How to Watch a Dance/Technology Performance

As a company member of Troika Ranch, I have had experience with technology from a performer's point of view. The ground rule is that in the "battle" between technology and dancers--humans win. Don't stop dancing if the technology fails in some way. We spent a lot of time developing ideas, movement vocabulary, and technology elements. Everything worked together to create an atmosphere, tell a story, or convey a mood. In the end, a performance would fuse technology with dance in a seamless manner, although it was often a complex number of elements that came together to make the piece.

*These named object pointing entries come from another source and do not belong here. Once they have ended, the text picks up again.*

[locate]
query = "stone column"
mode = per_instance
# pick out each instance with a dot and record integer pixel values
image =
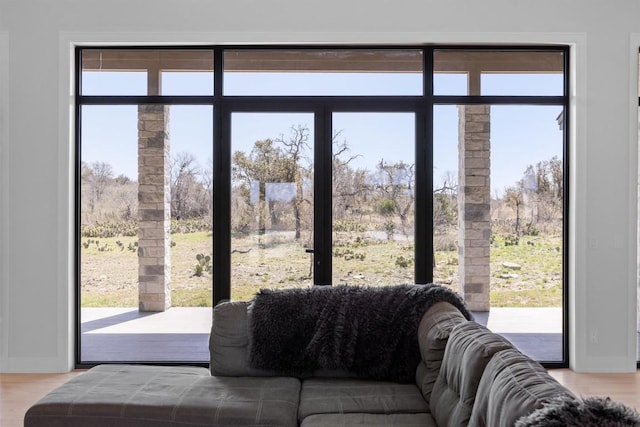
(474, 205)
(154, 209)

When I went to my first Troika Ranch performance as an audience member, I knew that the dancers were manipulating elements such as video and sound live during the show. It's easy to get caught up in asking yourself, "How are they doing that?" I realized in a matter of moments that the best tactic was to sit back, relax, and take it all in. Analyzing can come later. So this led me to some rules about how an audience member should view a dance performance, specifically one that utilizes technology.
  1. Read the program notes before and/or after the show.
  2. Read about the technology before and/or after the show.
  3. Save analyzing for after the show. Ask questions and talk to the performers and the creators.
  4. Let the performance wash over you, just absorb what is being shown. Allow yourself to have emotional and visceral responses to what you see.
  5. See the work again.
  6. Learn about technology available to artists.
Just as when you attend a music performance you don't get immediately involved in thinking about the amplifiers and busy yourself with how the instruments make a certain sound, the same should be true in the dance audience. Just as when you go to a museum, you look, appreciate, and react to what you see. You don't start out by analyzing brush strokes, media, composition--you just allow yourself to witness what is before you, and then you can analyze it later if you want.

You can educate yourself before and/or after a dance/technology performance, but it's not as important to know the technology and technique, as it is to experience the work at hand. I encourage audiences to see the same works of dance multiple times to become more familiar with the work and be able to see details and connections you may have missed the first time. In music it is acceptable and desired to see groups or hear songs multiple times. In visual art it is acceptable to view the same work multiple times. Why do dance audiences seem to demand something new at every performance? "I saw that dance already." Is it no good anymore? "I've already heard Beethoven." "I already saw Monet's "Waterlilies."